0

I am making an app for checking grades and assignments for my school. From the web when looking at an assignment you see this: Image from school web page

But the server actually returns a string containing both regular characters while the Chinese characters stay in the regular UTF-8 Encoded form: Raw string shown in the app

How would I parse through the raw String in Swift and decode any UTF-8 encoded characters. . i am having a hard time trying to find and even figure out a solution for this online. Just an FYI i cannot change anything on the backend side.

Stefan DeClerck
  • 1,162
  • 2
  • 12
  • 22
  • Show the raw data you receive from the server (or, well, since raw data would just be a byte sequence, you probably do want to interpret it via the encoding, probably UTF-8). Is it HTML? XML? JSON? Show it as text, not a screenshot. Also, what you're seeing for the Chinese characters is not UTF-8 encoding. It looks like HTML/XML numeric character references.

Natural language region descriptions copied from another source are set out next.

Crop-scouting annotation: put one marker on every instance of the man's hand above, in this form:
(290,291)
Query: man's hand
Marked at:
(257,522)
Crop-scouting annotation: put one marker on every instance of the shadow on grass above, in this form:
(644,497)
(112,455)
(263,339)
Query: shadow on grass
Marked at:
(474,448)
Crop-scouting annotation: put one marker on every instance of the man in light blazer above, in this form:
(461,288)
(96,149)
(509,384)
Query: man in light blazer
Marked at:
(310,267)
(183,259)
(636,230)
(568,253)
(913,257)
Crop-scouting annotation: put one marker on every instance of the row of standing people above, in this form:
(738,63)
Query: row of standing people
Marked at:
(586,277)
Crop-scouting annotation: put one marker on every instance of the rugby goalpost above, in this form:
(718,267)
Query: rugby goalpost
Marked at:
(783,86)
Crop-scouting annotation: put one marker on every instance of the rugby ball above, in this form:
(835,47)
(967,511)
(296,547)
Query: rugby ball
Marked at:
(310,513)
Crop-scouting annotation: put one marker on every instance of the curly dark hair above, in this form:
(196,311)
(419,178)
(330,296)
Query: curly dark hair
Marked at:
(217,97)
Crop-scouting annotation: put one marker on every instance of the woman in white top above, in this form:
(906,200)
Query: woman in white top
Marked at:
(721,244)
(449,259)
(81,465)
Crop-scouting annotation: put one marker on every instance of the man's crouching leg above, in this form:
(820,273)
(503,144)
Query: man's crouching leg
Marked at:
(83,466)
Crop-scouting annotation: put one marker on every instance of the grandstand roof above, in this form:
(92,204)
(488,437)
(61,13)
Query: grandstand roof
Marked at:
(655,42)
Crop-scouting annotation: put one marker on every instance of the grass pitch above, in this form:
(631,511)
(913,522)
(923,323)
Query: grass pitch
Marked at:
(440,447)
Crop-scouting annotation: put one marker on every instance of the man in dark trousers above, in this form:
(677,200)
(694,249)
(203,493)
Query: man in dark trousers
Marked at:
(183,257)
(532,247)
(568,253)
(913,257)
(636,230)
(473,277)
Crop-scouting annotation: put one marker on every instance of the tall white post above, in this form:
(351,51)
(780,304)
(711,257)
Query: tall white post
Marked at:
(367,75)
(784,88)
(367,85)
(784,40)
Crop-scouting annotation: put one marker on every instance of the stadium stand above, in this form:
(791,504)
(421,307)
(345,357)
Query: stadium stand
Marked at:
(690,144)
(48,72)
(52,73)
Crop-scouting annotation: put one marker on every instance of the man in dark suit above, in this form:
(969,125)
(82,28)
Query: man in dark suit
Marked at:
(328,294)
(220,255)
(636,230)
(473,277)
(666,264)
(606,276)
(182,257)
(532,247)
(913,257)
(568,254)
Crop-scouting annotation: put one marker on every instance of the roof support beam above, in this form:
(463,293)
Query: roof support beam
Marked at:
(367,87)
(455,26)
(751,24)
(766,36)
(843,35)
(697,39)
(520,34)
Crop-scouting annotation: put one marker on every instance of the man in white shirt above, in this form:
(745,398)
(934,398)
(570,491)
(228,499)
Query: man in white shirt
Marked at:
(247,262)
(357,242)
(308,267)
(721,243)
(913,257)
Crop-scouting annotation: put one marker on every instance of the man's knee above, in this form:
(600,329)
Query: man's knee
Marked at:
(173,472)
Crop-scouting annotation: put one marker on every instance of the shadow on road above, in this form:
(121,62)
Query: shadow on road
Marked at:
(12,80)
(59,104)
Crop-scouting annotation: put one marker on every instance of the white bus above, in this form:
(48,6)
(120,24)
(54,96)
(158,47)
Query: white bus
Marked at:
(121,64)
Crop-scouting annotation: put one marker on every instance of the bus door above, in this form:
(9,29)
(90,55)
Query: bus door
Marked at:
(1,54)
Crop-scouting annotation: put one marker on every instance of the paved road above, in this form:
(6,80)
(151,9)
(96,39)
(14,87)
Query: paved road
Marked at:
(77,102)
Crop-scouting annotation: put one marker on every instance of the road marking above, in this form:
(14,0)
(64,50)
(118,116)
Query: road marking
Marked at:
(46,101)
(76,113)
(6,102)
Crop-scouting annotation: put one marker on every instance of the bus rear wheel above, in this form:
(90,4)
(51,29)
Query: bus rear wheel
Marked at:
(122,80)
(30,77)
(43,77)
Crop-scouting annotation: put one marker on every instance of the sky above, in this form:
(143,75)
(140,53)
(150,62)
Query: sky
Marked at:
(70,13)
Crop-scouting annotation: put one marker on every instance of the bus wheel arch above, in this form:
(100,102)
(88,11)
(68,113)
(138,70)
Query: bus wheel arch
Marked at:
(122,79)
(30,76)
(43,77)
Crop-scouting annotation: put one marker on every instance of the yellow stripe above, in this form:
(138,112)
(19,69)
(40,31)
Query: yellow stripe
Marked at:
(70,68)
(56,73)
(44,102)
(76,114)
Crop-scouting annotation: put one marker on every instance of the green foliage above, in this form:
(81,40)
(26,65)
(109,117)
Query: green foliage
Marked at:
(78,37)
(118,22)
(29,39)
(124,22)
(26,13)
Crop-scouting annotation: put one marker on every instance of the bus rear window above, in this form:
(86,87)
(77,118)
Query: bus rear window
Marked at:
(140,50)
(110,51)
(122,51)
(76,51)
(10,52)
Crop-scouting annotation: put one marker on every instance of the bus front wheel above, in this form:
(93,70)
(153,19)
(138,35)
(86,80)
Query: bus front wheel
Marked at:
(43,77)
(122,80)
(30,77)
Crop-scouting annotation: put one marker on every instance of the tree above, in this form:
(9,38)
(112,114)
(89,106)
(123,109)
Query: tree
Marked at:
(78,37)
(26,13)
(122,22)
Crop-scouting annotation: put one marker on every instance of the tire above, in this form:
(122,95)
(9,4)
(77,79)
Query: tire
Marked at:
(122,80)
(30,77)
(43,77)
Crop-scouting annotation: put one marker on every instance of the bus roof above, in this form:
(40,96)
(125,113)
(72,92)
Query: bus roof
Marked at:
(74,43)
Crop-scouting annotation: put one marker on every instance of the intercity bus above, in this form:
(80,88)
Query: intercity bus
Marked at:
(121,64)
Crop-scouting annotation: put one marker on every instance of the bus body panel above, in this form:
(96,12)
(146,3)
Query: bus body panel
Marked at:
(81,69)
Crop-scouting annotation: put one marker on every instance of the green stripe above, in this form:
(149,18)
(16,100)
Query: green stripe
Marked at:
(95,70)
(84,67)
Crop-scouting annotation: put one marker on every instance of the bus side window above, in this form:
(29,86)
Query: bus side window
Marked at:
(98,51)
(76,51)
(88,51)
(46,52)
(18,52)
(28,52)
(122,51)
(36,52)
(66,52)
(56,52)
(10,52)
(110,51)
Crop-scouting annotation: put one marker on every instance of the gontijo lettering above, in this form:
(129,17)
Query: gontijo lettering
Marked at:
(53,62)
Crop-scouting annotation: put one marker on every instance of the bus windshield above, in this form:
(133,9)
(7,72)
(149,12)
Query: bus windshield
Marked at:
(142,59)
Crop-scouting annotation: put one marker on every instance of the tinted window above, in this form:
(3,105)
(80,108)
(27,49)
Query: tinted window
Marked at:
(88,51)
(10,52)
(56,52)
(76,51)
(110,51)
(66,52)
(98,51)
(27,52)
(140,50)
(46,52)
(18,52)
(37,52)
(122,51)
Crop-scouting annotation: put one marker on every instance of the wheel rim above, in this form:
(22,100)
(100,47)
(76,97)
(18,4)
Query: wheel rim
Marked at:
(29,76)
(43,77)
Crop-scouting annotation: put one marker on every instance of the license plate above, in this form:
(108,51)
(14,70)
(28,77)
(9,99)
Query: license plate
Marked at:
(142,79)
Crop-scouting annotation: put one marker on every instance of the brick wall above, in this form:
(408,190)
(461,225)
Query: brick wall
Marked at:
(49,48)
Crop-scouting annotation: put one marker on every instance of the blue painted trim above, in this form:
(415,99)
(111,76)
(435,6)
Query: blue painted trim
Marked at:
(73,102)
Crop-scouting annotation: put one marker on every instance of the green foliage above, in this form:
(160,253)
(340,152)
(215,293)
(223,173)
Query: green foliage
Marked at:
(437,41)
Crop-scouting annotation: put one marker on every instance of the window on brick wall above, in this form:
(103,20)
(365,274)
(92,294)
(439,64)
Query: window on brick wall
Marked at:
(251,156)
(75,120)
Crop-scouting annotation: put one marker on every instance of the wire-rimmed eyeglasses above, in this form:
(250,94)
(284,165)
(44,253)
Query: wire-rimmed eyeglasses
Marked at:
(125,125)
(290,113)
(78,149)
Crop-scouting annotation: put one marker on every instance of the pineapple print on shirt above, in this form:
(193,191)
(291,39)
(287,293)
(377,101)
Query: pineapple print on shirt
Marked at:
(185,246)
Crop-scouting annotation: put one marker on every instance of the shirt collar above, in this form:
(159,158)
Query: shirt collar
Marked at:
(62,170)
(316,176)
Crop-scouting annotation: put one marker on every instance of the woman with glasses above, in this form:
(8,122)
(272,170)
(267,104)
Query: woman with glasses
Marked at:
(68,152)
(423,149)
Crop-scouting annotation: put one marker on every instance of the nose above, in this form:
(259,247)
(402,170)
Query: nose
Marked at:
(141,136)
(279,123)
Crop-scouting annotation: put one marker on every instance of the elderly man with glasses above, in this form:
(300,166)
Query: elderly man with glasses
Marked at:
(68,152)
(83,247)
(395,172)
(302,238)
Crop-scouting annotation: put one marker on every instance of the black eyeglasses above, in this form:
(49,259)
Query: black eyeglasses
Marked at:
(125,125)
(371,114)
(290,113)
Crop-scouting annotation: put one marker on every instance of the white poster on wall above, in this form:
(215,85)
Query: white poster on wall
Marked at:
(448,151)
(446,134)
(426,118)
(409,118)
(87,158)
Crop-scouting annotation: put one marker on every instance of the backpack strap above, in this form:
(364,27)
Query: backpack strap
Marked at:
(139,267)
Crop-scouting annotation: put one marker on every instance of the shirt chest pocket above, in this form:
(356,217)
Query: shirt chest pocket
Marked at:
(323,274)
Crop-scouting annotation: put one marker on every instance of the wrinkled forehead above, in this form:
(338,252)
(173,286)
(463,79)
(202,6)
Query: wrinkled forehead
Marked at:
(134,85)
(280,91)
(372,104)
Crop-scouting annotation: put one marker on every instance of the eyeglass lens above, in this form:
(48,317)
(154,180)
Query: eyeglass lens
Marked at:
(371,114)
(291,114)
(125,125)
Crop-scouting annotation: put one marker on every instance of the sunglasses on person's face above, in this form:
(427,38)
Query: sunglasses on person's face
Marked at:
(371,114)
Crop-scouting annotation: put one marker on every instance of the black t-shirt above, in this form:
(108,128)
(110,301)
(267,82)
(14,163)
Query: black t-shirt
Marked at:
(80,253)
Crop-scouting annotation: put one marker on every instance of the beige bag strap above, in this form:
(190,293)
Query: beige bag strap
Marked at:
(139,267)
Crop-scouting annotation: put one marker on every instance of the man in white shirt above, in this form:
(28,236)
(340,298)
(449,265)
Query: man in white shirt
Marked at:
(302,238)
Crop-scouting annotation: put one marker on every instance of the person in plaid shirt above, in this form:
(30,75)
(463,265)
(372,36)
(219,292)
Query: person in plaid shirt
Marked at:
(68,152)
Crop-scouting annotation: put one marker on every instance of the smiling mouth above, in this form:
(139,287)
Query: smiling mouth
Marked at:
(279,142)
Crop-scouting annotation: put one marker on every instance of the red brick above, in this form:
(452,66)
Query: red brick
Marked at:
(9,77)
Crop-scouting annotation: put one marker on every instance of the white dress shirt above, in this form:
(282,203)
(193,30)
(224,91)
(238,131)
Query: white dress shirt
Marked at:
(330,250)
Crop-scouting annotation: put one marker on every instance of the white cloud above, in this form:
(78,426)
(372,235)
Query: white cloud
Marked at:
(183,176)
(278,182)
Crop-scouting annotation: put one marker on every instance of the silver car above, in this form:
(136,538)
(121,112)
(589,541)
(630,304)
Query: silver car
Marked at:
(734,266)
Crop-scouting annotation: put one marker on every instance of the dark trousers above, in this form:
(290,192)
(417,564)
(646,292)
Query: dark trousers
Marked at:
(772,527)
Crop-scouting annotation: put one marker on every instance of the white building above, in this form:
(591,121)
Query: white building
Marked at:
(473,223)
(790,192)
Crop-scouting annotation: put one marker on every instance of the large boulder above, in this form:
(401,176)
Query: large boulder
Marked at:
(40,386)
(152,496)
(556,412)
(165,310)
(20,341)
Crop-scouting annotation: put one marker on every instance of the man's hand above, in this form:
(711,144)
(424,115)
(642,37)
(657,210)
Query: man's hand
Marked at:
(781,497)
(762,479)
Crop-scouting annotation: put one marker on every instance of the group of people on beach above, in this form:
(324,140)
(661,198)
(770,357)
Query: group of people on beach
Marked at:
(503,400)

So, the most likely solution is to interpret the raw data not just as a string, but as HTML or XML, which will automatically handle those. – Ken Thomases Oct 01 '16 at 01:58
  • How does one interpret the string as HTML? @KenThomases – Stefan DeClerck Oct 01 '16 at 02:01
  • Well, on macOS, `NSAttributedString` can do it. That functionality is not available on iOS so you probably want to use a third-party library. Search for "ios parse html". – Ken Thomases Oct 01 '16 at 02:07
  • Compare [How do I decode HTML entities in swift?](http://stackoverflow.com/questions/25607247/how-do-i-decode-html-entities-in-swift). – Martin R Oct 01 '16 at 04:56

3 Answers3

6

You can use NSAttributedString to convert these HTML entities to string.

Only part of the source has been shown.